Uyandığımda kendimi rengarenk bir odada buldum.
Burası neresiydi en son ben ormanda yürürken biri beni bayıltmıştı, şuanda bilmediğim bir yerdeydim beni kim kaçırdı onu bile bilmiyordum.
Biraz etrafa göz attıktan sonra ayağa kalkıp kapının kulpunu tutup açmaya çalıştım ama kapı açılmadı endişelendim.
Elimle kapıyı vurmaya başladım, "kimse yokmu, kapıyı açarmasınız" ben konuşurken korkudan gözlerim dolmuştu.
Ağladığımın farkında bile değildim, yatağın yanında bacaklarım kendime çekip kafamı gömmüş bir şekilde oturup ağlıyordum.
Bir süre sonra kapı açıldı kafamı kapıya çevirip baktım içeri zayıf siyah takım elbiseli bir adam girdi.
Bana piç gülüşü ile baktı, ben ise gözlerim dolu bir şekilde ona bakıyordum.
Ve oluşan kısa sessizliği bozdum "burası neresi, ben niye burdayım" dedim.
Yanıma yaklaşıp eğilmişti, "sen... Hyunjin'in küçük bebişisin o yüzden burdasın" demişti şaşkınlıkla ona bakıp sordum.
"Hyunjin ile ilgiliyse ben niye burdayım" dedim.
Bana tekrar gülerek baktı "dedim ya sen hyunjin'in küçük bebeği olduğun için burdasın, hyunjin seni bulamayınca çıldıracaktır" dedi.
Ve kahkahalara boğuldu anlamadım manyak mı ne kendi kendine konuşup gülüyordu ona iğrenerek bakıyordum.
Hyunjin'den
Felix'i evden dışarı attığımda çıldırmıştım bağırıp çağırmıştım.
Bir süre sonra Felix dönmemişti aslında korkup döneceğini düşünmüştüm.

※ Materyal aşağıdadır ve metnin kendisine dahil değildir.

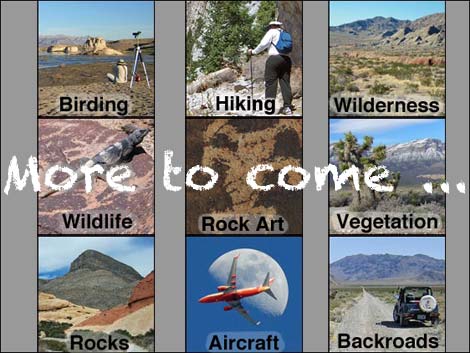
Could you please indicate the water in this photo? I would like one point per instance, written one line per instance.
(54, 60)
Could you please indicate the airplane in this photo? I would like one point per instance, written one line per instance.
(230, 294)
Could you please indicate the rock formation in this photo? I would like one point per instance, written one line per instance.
(51, 308)
(97, 46)
(136, 317)
(95, 280)
(83, 138)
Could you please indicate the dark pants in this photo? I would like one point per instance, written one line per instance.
(278, 68)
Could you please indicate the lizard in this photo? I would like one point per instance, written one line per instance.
(115, 154)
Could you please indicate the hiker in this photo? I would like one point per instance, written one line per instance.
(120, 73)
(278, 65)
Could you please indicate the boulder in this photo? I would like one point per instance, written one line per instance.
(67, 142)
(71, 50)
(97, 46)
(56, 48)
(212, 80)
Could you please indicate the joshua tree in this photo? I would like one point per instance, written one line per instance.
(349, 152)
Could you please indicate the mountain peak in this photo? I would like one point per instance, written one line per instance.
(94, 260)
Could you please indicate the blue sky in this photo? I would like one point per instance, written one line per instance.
(57, 253)
(388, 131)
(342, 12)
(108, 19)
(203, 319)
(341, 247)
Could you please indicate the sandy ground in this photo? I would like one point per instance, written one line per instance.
(370, 315)
(89, 81)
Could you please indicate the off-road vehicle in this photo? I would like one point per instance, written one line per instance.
(416, 304)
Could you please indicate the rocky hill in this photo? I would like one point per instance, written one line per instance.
(427, 32)
(386, 268)
(94, 280)
(415, 160)
(51, 308)
(136, 316)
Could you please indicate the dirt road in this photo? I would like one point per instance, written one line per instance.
(370, 315)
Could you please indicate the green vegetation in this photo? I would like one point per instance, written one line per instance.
(379, 89)
(363, 156)
(228, 31)
(54, 329)
(52, 346)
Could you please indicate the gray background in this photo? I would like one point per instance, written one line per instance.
(18, 137)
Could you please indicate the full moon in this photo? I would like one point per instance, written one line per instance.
(253, 265)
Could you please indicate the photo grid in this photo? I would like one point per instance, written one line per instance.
(387, 79)
(96, 230)
(243, 109)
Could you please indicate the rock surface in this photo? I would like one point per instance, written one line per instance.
(51, 308)
(66, 142)
(97, 46)
(232, 147)
(136, 317)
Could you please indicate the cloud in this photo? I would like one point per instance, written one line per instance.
(58, 253)
(373, 125)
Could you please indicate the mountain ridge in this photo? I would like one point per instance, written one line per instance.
(360, 268)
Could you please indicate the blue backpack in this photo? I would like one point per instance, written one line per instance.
(284, 44)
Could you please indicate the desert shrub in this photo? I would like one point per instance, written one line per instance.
(344, 70)
(146, 341)
(411, 87)
(340, 199)
(53, 346)
(53, 329)
(379, 89)
(123, 333)
(398, 70)
(351, 87)
(335, 85)
(438, 93)
(363, 74)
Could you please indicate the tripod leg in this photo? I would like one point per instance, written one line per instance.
(134, 70)
(145, 69)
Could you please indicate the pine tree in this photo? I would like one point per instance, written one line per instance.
(266, 13)
(228, 31)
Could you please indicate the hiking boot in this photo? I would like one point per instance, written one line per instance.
(286, 111)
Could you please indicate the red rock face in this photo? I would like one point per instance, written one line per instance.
(142, 295)
(145, 289)
(66, 142)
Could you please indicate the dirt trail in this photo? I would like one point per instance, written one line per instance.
(370, 315)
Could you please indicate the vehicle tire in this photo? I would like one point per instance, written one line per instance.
(403, 322)
(396, 317)
(427, 303)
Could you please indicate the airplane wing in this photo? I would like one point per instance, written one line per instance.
(232, 276)
(237, 305)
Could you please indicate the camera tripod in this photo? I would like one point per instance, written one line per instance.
(138, 57)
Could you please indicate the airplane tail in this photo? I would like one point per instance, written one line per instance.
(267, 283)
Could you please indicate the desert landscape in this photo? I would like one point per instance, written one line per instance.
(82, 71)
(411, 163)
(362, 296)
(388, 59)
(97, 297)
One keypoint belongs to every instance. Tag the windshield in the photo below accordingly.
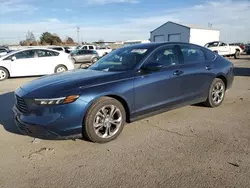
(212, 44)
(122, 59)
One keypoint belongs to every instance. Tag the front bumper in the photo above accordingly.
(55, 122)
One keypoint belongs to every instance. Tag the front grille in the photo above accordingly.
(21, 105)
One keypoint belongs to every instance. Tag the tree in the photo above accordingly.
(30, 37)
(69, 40)
(48, 38)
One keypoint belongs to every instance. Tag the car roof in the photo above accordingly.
(157, 44)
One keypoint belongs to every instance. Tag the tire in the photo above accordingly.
(4, 74)
(60, 68)
(96, 127)
(214, 93)
(237, 55)
(94, 60)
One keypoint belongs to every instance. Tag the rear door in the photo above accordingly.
(197, 73)
(46, 60)
(162, 87)
(224, 49)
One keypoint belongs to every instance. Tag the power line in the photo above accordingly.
(78, 29)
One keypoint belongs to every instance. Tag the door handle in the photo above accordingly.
(178, 73)
(208, 67)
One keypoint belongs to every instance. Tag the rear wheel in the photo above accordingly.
(60, 68)
(4, 74)
(94, 60)
(216, 93)
(104, 120)
(237, 54)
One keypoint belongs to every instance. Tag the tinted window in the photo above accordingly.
(223, 44)
(46, 53)
(122, 59)
(58, 49)
(209, 54)
(24, 54)
(165, 56)
(192, 54)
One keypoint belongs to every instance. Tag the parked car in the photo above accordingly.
(34, 61)
(61, 48)
(80, 56)
(4, 50)
(102, 51)
(248, 49)
(224, 49)
(123, 86)
(241, 45)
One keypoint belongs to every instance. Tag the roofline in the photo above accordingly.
(183, 26)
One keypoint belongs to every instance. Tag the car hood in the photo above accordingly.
(57, 85)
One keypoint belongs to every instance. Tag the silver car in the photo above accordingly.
(82, 56)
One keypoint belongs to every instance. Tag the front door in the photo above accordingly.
(197, 76)
(162, 87)
(24, 63)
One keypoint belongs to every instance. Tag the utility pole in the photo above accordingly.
(78, 29)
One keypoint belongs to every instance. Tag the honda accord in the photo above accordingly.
(128, 84)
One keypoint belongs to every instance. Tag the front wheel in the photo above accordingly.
(216, 93)
(104, 120)
(237, 55)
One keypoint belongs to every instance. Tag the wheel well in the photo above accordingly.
(5, 69)
(125, 105)
(223, 78)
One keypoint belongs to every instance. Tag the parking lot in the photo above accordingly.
(193, 146)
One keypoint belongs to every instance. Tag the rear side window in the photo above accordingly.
(46, 53)
(192, 54)
(210, 56)
(165, 56)
(23, 55)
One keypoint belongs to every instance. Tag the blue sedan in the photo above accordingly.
(128, 84)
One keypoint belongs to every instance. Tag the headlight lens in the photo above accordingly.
(56, 101)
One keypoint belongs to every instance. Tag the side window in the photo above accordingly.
(210, 56)
(25, 54)
(166, 56)
(46, 53)
(192, 54)
(222, 44)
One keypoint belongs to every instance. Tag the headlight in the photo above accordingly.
(55, 101)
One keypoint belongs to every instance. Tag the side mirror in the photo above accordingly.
(152, 67)
(13, 58)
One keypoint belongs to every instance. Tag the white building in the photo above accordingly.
(174, 32)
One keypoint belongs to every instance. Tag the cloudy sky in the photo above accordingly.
(114, 20)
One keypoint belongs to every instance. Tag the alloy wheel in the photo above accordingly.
(2, 75)
(218, 93)
(107, 121)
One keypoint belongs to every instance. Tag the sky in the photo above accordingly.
(117, 20)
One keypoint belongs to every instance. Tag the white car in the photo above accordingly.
(34, 61)
(224, 49)
(102, 51)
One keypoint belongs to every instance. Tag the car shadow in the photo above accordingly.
(241, 71)
(6, 115)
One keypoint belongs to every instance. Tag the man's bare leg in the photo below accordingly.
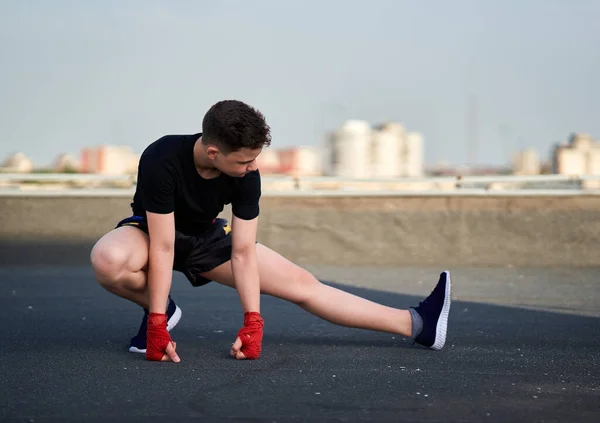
(283, 279)
(119, 260)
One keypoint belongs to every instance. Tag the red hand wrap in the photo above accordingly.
(251, 335)
(157, 337)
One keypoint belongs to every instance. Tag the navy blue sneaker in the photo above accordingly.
(138, 342)
(434, 311)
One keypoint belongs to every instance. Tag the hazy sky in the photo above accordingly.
(78, 73)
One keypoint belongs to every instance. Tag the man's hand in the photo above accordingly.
(248, 344)
(159, 346)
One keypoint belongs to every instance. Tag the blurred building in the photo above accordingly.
(384, 151)
(109, 160)
(580, 156)
(65, 163)
(351, 150)
(526, 162)
(389, 157)
(17, 162)
(300, 161)
(268, 161)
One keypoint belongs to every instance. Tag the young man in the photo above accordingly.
(184, 181)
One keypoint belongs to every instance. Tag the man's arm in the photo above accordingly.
(161, 229)
(244, 263)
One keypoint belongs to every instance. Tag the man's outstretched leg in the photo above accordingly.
(119, 260)
(280, 278)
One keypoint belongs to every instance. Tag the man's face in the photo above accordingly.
(237, 163)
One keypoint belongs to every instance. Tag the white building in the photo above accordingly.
(351, 150)
(580, 156)
(387, 151)
(526, 162)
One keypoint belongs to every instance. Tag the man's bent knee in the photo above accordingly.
(305, 285)
(109, 264)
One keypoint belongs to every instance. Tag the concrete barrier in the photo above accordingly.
(434, 230)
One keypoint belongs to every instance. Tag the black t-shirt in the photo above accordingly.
(169, 182)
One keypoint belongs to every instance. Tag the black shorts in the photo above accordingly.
(195, 254)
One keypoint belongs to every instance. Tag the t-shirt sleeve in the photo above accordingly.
(246, 196)
(156, 185)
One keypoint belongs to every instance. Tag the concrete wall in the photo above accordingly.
(396, 231)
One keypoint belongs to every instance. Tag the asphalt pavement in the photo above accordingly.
(523, 346)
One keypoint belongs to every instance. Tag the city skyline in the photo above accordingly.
(505, 74)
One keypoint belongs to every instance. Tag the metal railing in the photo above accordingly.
(94, 184)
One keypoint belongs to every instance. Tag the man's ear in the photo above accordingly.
(212, 152)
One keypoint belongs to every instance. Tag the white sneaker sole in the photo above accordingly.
(442, 326)
(175, 318)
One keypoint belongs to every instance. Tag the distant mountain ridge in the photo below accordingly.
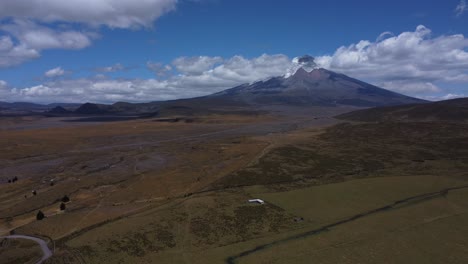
(319, 87)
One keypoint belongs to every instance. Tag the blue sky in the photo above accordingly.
(113, 50)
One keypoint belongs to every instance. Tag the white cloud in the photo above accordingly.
(111, 13)
(195, 65)
(39, 37)
(232, 72)
(461, 8)
(55, 72)
(30, 27)
(158, 68)
(26, 40)
(444, 96)
(113, 68)
(4, 90)
(413, 87)
(413, 60)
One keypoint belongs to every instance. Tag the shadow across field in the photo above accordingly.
(395, 205)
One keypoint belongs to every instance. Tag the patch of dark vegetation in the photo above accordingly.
(221, 226)
(455, 110)
(107, 118)
(140, 243)
(174, 120)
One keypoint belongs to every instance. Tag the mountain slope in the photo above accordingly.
(319, 87)
(455, 110)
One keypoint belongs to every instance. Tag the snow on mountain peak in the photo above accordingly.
(305, 62)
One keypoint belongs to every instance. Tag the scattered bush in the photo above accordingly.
(40, 215)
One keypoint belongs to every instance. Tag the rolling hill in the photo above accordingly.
(455, 110)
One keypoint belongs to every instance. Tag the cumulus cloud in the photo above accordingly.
(29, 27)
(234, 71)
(55, 72)
(160, 69)
(461, 8)
(113, 68)
(111, 13)
(195, 65)
(25, 40)
(413, 61)
(444, 96)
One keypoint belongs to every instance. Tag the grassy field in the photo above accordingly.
(15, 251)
(158, 192)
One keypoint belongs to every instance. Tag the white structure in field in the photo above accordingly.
(259, 201)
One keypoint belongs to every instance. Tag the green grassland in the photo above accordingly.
(322, 195)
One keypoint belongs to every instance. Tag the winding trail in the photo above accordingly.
(46, 253)
(392, 206)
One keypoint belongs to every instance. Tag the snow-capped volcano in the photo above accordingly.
(305, 62)
(311, 85)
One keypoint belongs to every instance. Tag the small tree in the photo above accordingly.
(40, 215)
(65, 199)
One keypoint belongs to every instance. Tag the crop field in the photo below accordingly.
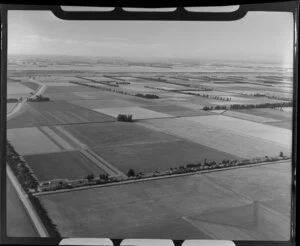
(10, 107)
(62, 96)
(244, 116)
(71, 165)
(31, 85)
(109, 103)
(272, 134)
(149, 157)
(55, 113)
(283, 124)
(17, 88)
(107, 134)
(177, 110)
(268, 112)
(221, 138)
(189, 203)
(211, 93)
(137, 112)
(68, 89)
(101, 95)
(30, 141)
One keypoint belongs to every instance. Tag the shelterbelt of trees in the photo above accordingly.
(30, 183)
(249, 106)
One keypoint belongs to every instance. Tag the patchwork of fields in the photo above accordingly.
(76, 134)
(240, 204)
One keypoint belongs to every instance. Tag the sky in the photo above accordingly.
(258, 37)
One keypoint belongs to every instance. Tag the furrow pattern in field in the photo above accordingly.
(58, 140)
(69, 137)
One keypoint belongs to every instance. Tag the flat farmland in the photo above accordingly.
(137, 112)
(189, 203)
(220, 138)
(283, 124)
(62, 96)
(243, 116)
(18, 222)
(177, 110)
(268, 112)
(109, 103)
(10, 107)
(31, 85)
(245, 127)
(30, 141)
(101, 95)
(17, 88)
(106, 134)
(55, 113)
(156, 156)
(71, 165)
(68, 89)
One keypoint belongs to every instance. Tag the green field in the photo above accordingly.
(56, 113)
(226, 138)
(70, 165)
(156, 156)
(117, 133)
(139, 210)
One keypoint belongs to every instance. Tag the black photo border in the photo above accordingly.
(180, 14)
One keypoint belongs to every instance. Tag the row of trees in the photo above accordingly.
(125, 117)
(248, 106)
(267, 95)
(38, 98)
(29, 183)
(91, 179)
(226, 99)
(12, 100)
(148, 96)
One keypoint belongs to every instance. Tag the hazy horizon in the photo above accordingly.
(258, 37)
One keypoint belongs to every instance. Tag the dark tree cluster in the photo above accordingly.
(148, 96)
(125, 117)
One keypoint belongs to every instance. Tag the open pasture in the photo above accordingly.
(10, 107)
(150, 157)
(210, 93)
(31, 85)
(283, 124)
(177, 110)
(71, 165)
(66, 113)
(269, 113)
(55, 113)
(136, 112)
(62, 96)
(185, 202)
(109, 103)
(100, 94)
(96, 135)
(68, 88)
(245, 127)
(244, 116)
(221, 138)
(17, 88)
(31, 141)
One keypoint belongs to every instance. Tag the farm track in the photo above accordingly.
(162, 177)
(71, 141)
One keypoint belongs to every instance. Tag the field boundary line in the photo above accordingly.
(71, 137)
(105, 163)
(159, 177)
(40, 228)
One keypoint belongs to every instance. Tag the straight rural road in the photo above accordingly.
(159, 177)
(27, 206)
(18, 222)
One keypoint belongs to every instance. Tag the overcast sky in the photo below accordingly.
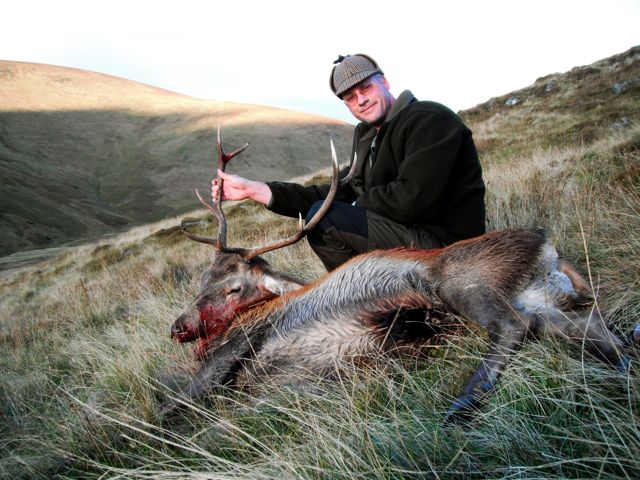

Bir kaç koruma gönderip onu bulmalarını söyledim aradan 1 saat geçtikten sonra korumalar eve geri geldiler fakat yanlarında Felix yoktu.
Ve aralarından bir tanesi konuştu "efendim her yeri aradık ama Felix beyi bulamadık" dedi.
Hızlıca ayağa kalkıp bağırmaya başladım "NASIL BULAMAZSINIZ UÇUP GİTMEDİ YA NERESİ OLDUĞUNU BİLE BİLMİYOR ÇOCUK SİZ İŞİNİZİ NASIL YAPIYORSUNUZ"
bulamadık dediklerinde sinir küpüne dönmüştüm hemen üstüme ceketimi ve yanıma bir kaç koruma alıp çıkıp Felix'i aramaya başladım.
Ormana doğru ilerledim ormanda bağırıyordum "FELİX, FELİX BENİ DUYUYORMUSUN" bağırışlarımı bütün hayvanlar duymuştu ama felix'ten bir çıt dahi yoktu.
O gecenin karanlığında ve ormanın ıssızlığında bir anda telefonum çaldı.
Arayan şerefsiz kuzenimdi amcamın oğlu park jihon babamla ve baba tarafıyla pek aram yoktu çünkü babam annemi ben küçükken öldürmüştü ve onalarda hep babamı savunmuşlardı.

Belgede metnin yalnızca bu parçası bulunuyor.